I'm trying to wrap my head around OpenID and OAuth.
From what I understand, OpenID only says that you are a user of the OpenID provider. So if I log into a site using an OpenID, all it will return is "yes, this person is a user of X site."
If I want to retrieve a users email address, I would need an authorization as well, which is where OAuth comes in.
All that being said, does this imply that if an OpenID username is an email address, there is no way to retrieve that information without OAuth as well?
Here's a good post about OpenID vs OAuth.
From what I understand, OpenID only says that you are a user of the OpenID provider. So if I log into a site using an OpenID, all it will return is "yes, this person is a user of X site."

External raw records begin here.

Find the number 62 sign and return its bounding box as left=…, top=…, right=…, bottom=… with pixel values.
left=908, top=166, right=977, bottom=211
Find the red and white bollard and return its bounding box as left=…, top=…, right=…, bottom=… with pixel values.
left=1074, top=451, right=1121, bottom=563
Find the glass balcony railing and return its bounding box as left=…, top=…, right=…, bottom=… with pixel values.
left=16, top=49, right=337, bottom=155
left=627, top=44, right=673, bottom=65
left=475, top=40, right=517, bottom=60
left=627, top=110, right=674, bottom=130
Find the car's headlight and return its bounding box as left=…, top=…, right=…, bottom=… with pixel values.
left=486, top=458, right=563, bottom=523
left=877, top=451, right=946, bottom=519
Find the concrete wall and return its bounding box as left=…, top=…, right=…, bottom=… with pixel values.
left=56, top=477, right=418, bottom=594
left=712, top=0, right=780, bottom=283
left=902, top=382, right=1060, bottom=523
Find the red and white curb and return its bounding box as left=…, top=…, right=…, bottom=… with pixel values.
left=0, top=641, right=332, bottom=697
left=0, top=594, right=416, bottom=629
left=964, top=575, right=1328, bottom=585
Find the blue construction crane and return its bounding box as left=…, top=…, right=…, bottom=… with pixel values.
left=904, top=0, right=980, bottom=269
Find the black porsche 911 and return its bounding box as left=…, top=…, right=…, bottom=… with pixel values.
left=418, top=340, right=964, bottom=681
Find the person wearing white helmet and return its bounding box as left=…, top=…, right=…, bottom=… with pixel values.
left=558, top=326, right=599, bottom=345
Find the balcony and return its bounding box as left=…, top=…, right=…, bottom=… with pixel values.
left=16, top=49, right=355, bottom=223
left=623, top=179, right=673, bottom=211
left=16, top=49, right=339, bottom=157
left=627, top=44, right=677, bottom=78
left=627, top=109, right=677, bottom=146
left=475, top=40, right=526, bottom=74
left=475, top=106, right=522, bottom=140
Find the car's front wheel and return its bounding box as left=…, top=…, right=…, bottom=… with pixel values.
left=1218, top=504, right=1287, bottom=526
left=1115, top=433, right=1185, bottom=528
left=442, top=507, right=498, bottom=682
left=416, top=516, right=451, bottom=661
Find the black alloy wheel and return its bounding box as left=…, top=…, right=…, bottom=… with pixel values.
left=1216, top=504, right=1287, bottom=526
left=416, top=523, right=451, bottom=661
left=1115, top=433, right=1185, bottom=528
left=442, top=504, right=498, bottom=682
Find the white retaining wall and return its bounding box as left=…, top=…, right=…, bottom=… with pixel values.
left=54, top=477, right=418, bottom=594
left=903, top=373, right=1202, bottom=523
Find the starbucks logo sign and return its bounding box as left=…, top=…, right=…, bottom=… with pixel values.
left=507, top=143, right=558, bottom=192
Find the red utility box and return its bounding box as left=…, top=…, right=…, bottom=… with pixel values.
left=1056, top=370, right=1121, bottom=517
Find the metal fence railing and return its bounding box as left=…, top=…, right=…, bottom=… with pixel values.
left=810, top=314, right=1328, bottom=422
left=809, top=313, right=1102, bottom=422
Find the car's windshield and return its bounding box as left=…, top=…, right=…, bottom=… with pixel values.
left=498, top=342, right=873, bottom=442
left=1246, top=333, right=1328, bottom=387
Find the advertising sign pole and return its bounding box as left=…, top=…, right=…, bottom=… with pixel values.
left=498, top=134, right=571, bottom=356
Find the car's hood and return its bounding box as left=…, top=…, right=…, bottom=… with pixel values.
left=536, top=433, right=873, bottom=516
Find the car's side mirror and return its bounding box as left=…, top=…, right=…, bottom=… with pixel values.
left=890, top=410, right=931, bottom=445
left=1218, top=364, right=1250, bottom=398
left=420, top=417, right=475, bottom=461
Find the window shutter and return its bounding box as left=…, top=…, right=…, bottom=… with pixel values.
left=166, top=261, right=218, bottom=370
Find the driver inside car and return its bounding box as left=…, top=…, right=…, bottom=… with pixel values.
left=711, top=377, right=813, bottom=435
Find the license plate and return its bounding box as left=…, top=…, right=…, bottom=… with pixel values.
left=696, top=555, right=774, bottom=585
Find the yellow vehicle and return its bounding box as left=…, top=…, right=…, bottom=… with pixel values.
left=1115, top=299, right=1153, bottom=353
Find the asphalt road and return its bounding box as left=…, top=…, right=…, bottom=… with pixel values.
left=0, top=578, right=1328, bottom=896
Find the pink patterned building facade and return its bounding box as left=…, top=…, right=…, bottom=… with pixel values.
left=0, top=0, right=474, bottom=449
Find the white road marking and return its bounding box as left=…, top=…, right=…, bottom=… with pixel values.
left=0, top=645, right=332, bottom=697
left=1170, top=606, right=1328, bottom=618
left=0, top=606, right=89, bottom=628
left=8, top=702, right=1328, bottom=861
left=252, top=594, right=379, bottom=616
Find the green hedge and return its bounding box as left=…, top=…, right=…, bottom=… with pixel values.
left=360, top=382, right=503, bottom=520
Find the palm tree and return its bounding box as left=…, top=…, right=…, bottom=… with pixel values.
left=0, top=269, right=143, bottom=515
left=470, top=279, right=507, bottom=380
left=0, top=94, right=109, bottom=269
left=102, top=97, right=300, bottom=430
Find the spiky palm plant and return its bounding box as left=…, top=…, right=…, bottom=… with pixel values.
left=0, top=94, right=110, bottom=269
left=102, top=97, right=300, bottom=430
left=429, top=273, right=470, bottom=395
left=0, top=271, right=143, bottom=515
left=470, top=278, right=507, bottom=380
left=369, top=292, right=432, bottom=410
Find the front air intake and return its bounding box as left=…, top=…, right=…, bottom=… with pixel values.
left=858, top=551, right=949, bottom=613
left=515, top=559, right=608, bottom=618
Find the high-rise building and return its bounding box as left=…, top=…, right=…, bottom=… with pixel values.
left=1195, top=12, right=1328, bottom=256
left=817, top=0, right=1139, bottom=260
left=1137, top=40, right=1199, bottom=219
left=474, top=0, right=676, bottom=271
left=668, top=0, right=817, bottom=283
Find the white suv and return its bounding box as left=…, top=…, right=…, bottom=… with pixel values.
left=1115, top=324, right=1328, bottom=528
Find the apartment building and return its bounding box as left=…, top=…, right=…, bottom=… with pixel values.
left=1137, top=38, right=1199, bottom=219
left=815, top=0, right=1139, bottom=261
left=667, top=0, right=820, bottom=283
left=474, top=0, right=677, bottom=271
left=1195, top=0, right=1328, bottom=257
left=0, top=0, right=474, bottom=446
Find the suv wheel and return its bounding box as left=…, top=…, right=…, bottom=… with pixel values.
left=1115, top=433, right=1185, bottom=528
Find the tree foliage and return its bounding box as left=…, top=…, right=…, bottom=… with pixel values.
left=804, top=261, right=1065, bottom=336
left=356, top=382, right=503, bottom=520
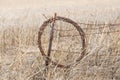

It depends on who you're using as an OpenID provider and whether they support Attribute Exchange - which allow a relay party to ask for additional attributes about a user (e.g. their email). Here's a SO question asking about Google/Yahoo supported Attribute Exchange values.
All that being said, does this imply that if an OpenID username is an email address, there is no way to retrieve that information without OAuth as well?
Again, it depends on who you're using OpenID/Oauth (and possibly which version of each protocol too). OpenID providers don't necessarily have to use emails as usernames, and it's possible for a provider to provide both email in their OpenID and OAuth implmentations. For example Google allows retrieval of email address via OAuth2 in addition to providing email in it's OpenID Attribute Exchange.